Por: Esteban Mata Blanco 21 mayo, 2016
El hoy alcalde Marcel Soler (celeste) hizo campaña con Mario Ruiz previo a las elecciones. Hoy le exige renunciar. | FACEBOOK
El hoy alcalde Marcel Soler (celeste) hizo campaña con Mario Ruiz previo a las elecciones. Hoy le exige renunciar. | FACEBOOK

El Partido Frente Amplio (FA) enfrenta un cuarto caso de violencia de género entre sus políticos en solo tres años.

En esta ocasión se trata del vicepresidente del Concejo de Montes de Oca, Mario Ruiz Salas, quien enfrenta medidas cautelares y a quien incluso acusan de incumplirlas.
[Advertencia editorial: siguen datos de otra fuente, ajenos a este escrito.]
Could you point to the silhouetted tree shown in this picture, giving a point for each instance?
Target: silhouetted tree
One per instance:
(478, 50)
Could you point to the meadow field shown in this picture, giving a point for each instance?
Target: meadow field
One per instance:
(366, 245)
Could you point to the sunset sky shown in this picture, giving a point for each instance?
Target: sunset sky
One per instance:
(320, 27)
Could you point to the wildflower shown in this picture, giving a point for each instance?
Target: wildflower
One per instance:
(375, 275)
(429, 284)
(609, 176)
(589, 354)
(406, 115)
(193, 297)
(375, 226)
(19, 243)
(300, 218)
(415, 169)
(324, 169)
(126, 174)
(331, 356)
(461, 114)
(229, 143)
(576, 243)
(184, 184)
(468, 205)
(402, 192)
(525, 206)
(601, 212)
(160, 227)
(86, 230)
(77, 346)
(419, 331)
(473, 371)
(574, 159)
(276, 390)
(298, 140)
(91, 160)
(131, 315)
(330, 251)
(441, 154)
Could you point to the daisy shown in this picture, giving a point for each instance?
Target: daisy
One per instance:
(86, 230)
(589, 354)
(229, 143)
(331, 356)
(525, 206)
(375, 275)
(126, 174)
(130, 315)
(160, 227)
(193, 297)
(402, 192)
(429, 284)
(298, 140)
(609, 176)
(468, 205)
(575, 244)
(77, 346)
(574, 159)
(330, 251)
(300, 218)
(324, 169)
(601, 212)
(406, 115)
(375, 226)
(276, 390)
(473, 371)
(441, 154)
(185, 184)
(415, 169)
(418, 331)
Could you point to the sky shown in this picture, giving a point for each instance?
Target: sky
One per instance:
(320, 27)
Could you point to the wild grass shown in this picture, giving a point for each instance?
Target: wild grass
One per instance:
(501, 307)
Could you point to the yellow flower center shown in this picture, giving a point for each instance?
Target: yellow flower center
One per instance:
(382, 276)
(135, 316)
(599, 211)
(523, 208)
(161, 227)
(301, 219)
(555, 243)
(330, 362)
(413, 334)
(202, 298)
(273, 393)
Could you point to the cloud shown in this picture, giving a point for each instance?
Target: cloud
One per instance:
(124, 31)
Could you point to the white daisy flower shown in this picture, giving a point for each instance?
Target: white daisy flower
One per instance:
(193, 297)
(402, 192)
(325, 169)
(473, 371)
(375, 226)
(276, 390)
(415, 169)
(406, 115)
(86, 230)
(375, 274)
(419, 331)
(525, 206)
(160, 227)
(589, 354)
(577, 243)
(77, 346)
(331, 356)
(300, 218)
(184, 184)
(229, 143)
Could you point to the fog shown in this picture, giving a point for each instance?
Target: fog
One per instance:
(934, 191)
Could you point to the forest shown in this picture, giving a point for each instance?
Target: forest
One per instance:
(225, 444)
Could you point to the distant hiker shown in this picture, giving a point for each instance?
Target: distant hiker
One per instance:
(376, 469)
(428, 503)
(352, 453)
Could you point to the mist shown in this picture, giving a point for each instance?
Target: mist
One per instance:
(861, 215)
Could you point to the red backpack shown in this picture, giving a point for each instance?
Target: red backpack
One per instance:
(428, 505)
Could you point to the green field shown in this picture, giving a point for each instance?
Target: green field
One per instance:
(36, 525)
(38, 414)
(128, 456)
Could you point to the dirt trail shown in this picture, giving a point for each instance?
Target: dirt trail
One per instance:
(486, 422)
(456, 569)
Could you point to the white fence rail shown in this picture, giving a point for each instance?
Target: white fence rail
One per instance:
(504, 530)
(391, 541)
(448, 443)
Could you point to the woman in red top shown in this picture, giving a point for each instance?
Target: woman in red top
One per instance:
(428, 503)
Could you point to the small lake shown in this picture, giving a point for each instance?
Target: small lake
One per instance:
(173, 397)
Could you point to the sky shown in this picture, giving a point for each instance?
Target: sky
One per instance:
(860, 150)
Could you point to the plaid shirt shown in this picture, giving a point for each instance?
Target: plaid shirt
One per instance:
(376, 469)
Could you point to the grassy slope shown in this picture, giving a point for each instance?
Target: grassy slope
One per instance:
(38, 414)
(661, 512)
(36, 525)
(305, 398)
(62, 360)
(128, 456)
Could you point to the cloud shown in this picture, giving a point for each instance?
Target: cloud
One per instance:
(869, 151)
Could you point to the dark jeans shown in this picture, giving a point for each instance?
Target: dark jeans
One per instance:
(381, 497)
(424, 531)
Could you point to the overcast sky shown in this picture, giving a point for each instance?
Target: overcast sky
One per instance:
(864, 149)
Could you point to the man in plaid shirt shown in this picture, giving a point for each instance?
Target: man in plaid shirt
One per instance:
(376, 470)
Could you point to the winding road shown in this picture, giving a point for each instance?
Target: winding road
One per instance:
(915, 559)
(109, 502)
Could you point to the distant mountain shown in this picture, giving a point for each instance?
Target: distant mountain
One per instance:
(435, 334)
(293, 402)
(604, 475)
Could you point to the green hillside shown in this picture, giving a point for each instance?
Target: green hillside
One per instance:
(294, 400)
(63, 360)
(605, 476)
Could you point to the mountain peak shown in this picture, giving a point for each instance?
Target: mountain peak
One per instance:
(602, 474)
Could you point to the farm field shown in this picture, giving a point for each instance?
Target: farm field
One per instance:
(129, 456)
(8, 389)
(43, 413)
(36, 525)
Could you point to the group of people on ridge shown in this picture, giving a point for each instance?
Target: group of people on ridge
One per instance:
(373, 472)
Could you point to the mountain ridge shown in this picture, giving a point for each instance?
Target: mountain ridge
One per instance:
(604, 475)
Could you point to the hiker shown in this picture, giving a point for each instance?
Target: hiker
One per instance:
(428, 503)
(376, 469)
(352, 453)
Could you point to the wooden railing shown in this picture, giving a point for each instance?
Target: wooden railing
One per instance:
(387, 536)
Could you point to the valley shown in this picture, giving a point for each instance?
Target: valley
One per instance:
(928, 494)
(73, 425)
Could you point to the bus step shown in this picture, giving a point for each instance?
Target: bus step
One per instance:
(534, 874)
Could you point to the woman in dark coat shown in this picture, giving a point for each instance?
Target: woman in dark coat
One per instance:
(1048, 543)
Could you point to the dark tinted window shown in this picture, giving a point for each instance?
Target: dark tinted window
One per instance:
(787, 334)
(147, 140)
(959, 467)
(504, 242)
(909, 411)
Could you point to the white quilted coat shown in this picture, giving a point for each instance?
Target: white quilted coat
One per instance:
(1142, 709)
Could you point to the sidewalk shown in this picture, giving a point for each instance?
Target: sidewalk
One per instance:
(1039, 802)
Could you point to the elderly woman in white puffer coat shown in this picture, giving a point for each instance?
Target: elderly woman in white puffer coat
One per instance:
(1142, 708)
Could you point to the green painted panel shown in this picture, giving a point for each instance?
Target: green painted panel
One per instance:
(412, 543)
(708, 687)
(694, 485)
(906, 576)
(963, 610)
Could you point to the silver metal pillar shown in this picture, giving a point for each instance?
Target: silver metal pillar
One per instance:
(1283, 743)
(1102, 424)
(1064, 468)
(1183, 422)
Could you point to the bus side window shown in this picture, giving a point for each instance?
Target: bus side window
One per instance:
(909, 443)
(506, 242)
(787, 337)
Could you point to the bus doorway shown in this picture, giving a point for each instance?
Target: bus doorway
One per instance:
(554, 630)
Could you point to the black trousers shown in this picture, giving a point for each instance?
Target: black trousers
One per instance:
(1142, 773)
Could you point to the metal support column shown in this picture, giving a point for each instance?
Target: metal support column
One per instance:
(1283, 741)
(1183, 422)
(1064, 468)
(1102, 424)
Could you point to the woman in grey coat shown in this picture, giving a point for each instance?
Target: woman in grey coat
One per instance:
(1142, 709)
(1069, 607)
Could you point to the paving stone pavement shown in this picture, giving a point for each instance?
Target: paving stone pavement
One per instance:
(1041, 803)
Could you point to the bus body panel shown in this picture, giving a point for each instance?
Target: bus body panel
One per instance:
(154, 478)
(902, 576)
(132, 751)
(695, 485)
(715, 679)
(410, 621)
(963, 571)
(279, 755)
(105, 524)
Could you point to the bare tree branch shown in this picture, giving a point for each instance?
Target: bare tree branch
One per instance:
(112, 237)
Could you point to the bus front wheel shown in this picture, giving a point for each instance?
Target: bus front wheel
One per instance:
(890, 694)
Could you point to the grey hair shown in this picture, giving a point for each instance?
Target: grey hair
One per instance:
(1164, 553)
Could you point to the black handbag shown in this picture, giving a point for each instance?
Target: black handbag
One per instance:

Ruiz fue designado regidor en las elecciones del 7 de febrero por la coalición Gente de Montes de Oca, como miembro representante del Frente Amplio; luego ganó la vicepresidencia del Concejo de Montes de Oca en las justas del 1.° de mayo. Desde marzo, ya siendo regidor electo, informó al Partido de que enfrentaba denuncias de su expareja por violencia doméstica.

Tanto el alcalde de Montes de Oca, Marcel Soler, como la vicealcaldesa, Diana Posada, y el vicealcalde José Rafael Quesada, exigen la renuncia de Ruiz.

La presidenta del Frente Amplio, Patricia Mora, dijo que la solicitud es “precipitada”, pues el caso está elevado ante el Tribunal de Ética.

Mora explicó que Ruiz fue quien llevó el caso por su cuenta ante las autoridades del FA: “Pidió una audiencia unos dos meses atrás ante el Comité Ejecutivo, lo recibimos y nos informó de una situación enojosa y difícil”, recordó Mora.

Marisa Batalla, vocera de la Alcaldía de Montes de Oca, señaló que la solicitud del alcalde y los vicealcaldes no es precipitada.

“Se pide la renuncia, pues esta semana, el proceso pasó a ser penal, ante las reiteradas violaciones a medidas cautelares por violencia doméstica”, dijo Batalla.

Se intentó conocer el criterio de Ruiz, pero no contestó los mensajes dejados.

Cuarto en fila. Este es el cuarto caso conocido de políticos del Frente Amplio que enfrentan o enfrentaron procesos de este tipo, y que terminan designados en puestos de elección popular.

El primero en trascender fue el del exsindicalista y ahora diputado, Jorge Arguedas, a quien en noviembre del 2013, el candidato presidencial José María Villalta le exigió la renuncia, al salir a la luz que enfrentó medidas cautelares por violencia doméstica en los años 2002 y 2003. No renunció.

El otro caso fue el del exsacerdote y exdiputado Rónald Vargas. La Nación reveló que el motivo de la salida del Congreso era un acuerdo con la cúpula del Partido, para no hacer pública una denuncia por acoso sexual.

El más reciente se presentó el sábado 23 de marzo. El legislador Carlos Hernández fue detenido por la Policía, en Esparza, por un aparente caso de violencia doméstica denunciado por su pareja. Hernández se separó de la fracción, pero no de la curul.